Considering Texas has pitched to a staff ERA of 1.25 through four games, LSU knows it’s going to have to put up some zeroes on the scoreboard if it’s going to be a winning weekend at the Box.
PITCHING MATCHUPS
Game 1
LSU – So. RHP Zack Hess (0-1, 30.86 ERA, 2.1 IP, 6 BB, 2 SO)
UT – Jr. RHP Nolan Kingham (1-0, 0.00 ERA, 8.0 IP, 1 BB, 10 SO)
Game 2
LSU – Jr. RHP Caleb Gilbert (0-0, 10.38 ERA, 4.1 IP, 0 BB, 2 SO)
UT – Jr. RHP Chase Shugart (0-0, 0.00 ERA, 6.2 IP, 0 BB, 3 SO)
Game 3
LSU – So. RHP Todd Peterson (0-1, 6.75 ERA, 4.0 IP, 4 BB, 2 SO)
UT – So. RHP Blair Henley (0-0, 1.80 ERA, 5.0 IP, 1 BB, 5 SO)
DATES/TIMES
Game 1: Friday, February 23 – 7 p.m. CT
Game 2: Saturday, February 24 – 6:30 p.m. CT
Game 3: Sunday, February 25 – 2 p.m.

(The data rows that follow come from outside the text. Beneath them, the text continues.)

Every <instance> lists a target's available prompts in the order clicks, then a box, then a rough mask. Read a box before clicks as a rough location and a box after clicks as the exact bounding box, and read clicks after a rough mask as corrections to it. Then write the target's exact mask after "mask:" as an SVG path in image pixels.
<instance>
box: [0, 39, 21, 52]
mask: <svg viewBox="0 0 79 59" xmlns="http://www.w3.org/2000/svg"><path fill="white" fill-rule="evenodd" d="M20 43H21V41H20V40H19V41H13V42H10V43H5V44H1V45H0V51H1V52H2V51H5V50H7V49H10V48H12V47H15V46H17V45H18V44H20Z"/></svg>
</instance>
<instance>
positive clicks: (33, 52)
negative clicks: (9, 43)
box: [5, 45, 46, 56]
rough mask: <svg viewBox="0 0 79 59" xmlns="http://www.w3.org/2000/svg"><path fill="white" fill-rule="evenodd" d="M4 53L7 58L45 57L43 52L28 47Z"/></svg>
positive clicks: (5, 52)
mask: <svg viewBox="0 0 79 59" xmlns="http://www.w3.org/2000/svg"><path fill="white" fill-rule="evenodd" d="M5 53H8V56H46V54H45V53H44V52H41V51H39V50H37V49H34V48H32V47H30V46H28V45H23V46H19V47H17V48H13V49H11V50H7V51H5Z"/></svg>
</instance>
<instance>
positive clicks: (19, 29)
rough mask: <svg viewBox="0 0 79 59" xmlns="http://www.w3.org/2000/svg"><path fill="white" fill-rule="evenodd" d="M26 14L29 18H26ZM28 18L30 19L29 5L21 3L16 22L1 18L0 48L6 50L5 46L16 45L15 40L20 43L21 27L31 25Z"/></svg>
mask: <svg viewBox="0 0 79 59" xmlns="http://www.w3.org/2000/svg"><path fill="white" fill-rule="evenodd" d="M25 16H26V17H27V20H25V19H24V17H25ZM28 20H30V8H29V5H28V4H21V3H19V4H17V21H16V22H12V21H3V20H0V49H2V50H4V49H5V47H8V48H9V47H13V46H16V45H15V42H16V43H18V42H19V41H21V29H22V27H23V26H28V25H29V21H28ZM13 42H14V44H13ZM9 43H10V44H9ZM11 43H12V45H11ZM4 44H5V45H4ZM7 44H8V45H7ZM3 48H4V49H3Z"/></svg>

CT
STADIUM
Alex Box Stadium, Skip Bertman Field in Baton Rouge, La. (10,326)
RANKINGS
LSU – No. 15 by Collegiate Baseball; No. 22 by Baseball America
UT – No. 14 by Baseball America; No. 19 by Collegiate Baseball
RADIO
LSU Sports Radio Network affiliates
Baton Rouge affiliate is WDGL 98.1 FM
Live audio and live stats at www.LSUsports.net
ONLINE
SEC Network+ – the games may be viewed at WatchESPN.com and the Watch ESPN app
SERIES RECORD
Texas leads the all-time series with LSU, 21-10-1, and this weekend’s matchup marks the Longhorns’ first visit to Baton Rouge since 1999, when UT opened the year by winning two of three games over the Tigers. This weekend’s series is the first meeting between the schools since the 2009 College World Series Finals in Omaha, Neb., where LSU won two of three games over the Longhorns to claim the ’09 National Championship. LSU is scheduled to make a return trip in 2019 to Austin for a three-game series. LSU and Texas each have won six College World Series titles, which is the second-highest total in NCAA Division I history and trails only Southern California, which has 12 baseball national championships.